Javier alzó la mirada, turbia.
—Ah, has vuelto —gruñó—. Anda, suéltame el sermón.
—¿Qué sermón? —preguntó ella, desconcertada.
—La culpa —dijo él con pereza—. Seguro que ya tienes preparado el discurso.
—Javier, por favor, no me asustes —Lucía se sentó a su lado, intentando llegar a él—. No estás solo. El pronóstico no es seguro. Si es algo serio, lo superaremos. El dinero está, el piso puede esperar. Estoy contigo.
Lo abrazó, pero Javier se apartó bruscamente.
—Déjame en paz —dijo con frialdad—. No quiero tus lloros.
Lucía retrocedió, pero se armó de valor:
—Siempre estaré aquí. Y nuestros padres nos ayudarán…
—¿Quién? ¿Tus padres? —estalló él—. ¡Claro, tus padres perfectos! ¡Siempre metiéndose con sus ayudas!
—¿Por qué dices eso? —Lucía lo miró sin reconocerlo.

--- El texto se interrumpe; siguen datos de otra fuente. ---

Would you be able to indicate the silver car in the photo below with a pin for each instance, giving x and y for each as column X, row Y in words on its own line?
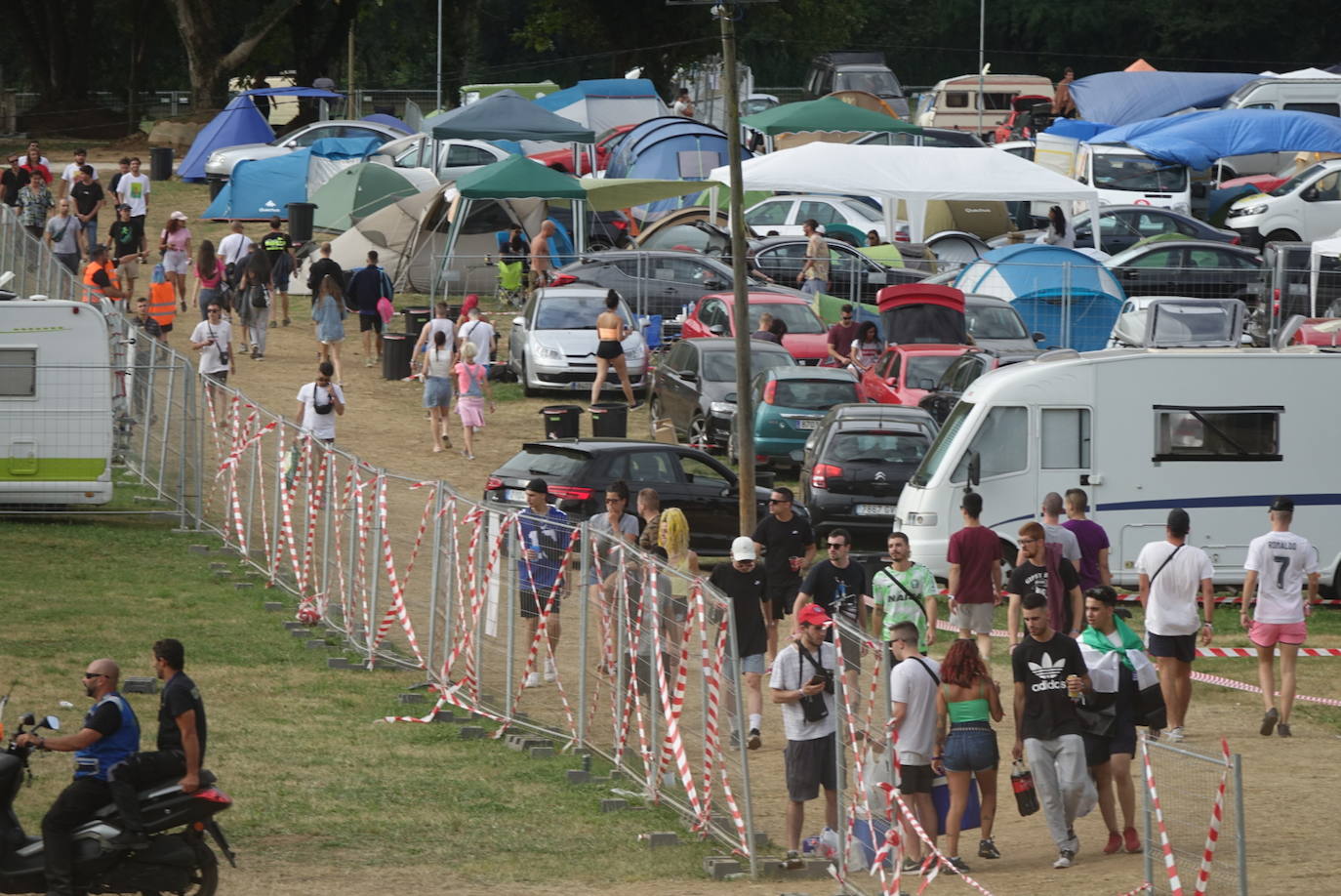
column 552, row 343
column 221, row 164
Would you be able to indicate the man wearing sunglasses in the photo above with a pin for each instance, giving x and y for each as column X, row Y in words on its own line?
column 110, row 734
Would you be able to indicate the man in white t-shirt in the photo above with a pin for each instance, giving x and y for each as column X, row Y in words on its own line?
column 913, row 692
column 1171, row 573
column 1277, row 566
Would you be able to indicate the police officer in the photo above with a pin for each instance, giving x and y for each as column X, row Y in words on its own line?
column 108, row 735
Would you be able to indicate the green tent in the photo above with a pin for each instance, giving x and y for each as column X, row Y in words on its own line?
column 824, row 114
column 357, row 192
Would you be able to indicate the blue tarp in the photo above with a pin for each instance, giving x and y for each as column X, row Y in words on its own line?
column 1122, row 97
column 1197, row 140
column 1067, row 296
column 263, row 188
column 239, row 122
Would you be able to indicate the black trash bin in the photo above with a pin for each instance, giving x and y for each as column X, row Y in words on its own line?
column 415, row 319
column 160, row 162
column 561, row 422
column 301, row 222
column 396, row 355
column 610, row 420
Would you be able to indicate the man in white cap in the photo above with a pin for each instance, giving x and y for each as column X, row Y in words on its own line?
column 745, row 583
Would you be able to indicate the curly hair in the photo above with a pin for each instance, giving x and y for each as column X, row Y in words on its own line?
column 961, row 664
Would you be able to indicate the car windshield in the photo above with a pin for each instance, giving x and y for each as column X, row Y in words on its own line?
column 940, row 447
column 924, row 373
column 1298, row 180
column 1139, row 173
column 996, row 323
column 720, row 366
column 814, row 394
column 877, row 447
column 796, row 315
column 573, row 312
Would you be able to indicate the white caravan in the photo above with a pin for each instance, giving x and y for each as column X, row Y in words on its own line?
column 1218, row 432
column 56, row 404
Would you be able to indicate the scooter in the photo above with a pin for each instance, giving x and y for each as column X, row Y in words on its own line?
column 173, row 861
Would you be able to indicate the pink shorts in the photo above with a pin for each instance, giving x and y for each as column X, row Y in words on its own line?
column 1273, row 633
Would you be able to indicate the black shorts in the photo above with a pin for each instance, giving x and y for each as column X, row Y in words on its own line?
column 530, row 606
column 1179, row 647
column 914, row 780
column 809, row 766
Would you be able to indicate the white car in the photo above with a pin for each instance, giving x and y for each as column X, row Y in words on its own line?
column 786, row 214
column 221, row 164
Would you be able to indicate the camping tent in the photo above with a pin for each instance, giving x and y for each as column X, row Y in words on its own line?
column 670, row 147
column 364, row 188
column 1197, row 140
column 1122, row 97
column 263, row 188
column 913, row 173
column 1067, row 296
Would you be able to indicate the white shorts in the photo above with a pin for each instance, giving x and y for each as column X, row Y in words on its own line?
column 975, row 617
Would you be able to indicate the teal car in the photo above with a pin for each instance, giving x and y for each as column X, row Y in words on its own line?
column 789, row 402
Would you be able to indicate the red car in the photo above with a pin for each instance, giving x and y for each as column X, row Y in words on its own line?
column 561, row 160
column 806, row 338
column 908, row 372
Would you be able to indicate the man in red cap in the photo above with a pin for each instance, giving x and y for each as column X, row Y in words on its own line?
column 803, row 684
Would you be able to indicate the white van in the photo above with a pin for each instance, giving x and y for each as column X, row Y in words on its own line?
column 1304, row 208
column 955, row 102
column 1215, row 430
column 56, row 404
column 1121, row 175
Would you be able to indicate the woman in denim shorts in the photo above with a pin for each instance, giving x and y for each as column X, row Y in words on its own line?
column 970, row 701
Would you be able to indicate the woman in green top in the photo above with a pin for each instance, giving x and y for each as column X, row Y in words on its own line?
column 968, row 701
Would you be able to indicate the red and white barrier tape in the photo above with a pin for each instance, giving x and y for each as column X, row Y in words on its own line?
column 1212, row 834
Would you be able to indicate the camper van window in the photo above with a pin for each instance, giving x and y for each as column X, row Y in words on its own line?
column 1067, row 439
column 18, row 373
column 1216, row 433
column 940, row 447
column 1002, row 441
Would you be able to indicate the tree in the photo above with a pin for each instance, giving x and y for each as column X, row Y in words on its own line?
column 208, row 66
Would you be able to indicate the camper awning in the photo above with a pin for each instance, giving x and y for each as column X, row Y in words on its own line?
column 1197, row 140
column 825, row 114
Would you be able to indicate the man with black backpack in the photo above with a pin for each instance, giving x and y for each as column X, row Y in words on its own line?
column 906, row 591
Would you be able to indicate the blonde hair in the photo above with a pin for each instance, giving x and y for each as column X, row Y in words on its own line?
column 674, row 531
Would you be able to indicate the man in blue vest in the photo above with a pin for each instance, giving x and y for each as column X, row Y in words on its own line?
column 108, row 734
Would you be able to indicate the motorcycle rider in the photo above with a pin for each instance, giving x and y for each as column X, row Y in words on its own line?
column 182, row 744
column 110, row 733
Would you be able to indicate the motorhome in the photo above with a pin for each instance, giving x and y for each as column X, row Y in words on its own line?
column 56, row 402
column 976, row 103
column 1216, row 432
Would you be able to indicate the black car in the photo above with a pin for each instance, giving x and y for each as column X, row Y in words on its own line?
column 856, row 465
column 695, row 387
column 657, row 282
column 578, row 471
column 959, row 375
column 1195, row 268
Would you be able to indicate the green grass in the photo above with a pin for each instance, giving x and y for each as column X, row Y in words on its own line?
column 297, row 745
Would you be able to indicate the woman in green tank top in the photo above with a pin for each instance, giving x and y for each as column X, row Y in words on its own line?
column 967, row 703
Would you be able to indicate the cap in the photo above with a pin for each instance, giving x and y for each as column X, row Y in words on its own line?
column 814, row 615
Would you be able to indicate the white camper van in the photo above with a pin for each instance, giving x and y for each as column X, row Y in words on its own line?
column 56, row 404
column 1215, row 430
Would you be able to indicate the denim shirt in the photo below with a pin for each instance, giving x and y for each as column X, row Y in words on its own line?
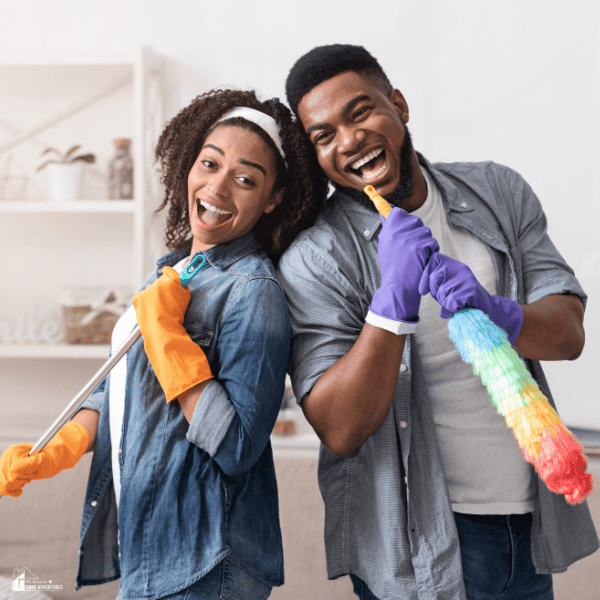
column 193, row 494
column 388, row 517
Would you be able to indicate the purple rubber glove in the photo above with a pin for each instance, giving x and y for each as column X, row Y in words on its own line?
column 454, row 286
column 405, row 246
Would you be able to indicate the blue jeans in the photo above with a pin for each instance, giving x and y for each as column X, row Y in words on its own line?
column 228, row 579
column 496, row 560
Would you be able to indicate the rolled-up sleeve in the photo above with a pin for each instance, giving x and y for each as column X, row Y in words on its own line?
column 236, row 412
column 545, row 271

—¿Y qué quieres que diga? —se levantó, caminando de un lado a otro—. ¡Estoy harto de que me tratéis como a un don nadie! ¡Nos regalasteis el piso, las cosas viejas, la ropa! ¿Creéis que os debo algo? ¡Tú y tus padres no habéis hecho más que humillarnos! ¡Filántropos de pacotilla!
Lucía se quedó sin palabras. Sus palabras le quemaban como hierro al rojo.
—¿Qué estás diciendo? —musitó.
—¿Ahora te callas? ¿No tienes respuesta? —siguió él—. ¡Me das asco!
—Si es así, ¿por qué sigues conmigo? —su voz temblaba.
—¿Y por qué no? —sonrió con cinismo—. Vivía como un rey. ¡Pero ya basta! ¡No pienso aguantarte ni a ti ni a tus padres! ¡Estoy harto de ti!
—Pues vete —logró decir ella.
—Sin dinero—No me iré sin mi parte —amenazó él, agarrando el dinero ahorrado antes de desaparecer para siempre, dejando a Lucía con la amarga lección de que las ilusiones se construyen entre dos, pero a veces uno solo las destruye.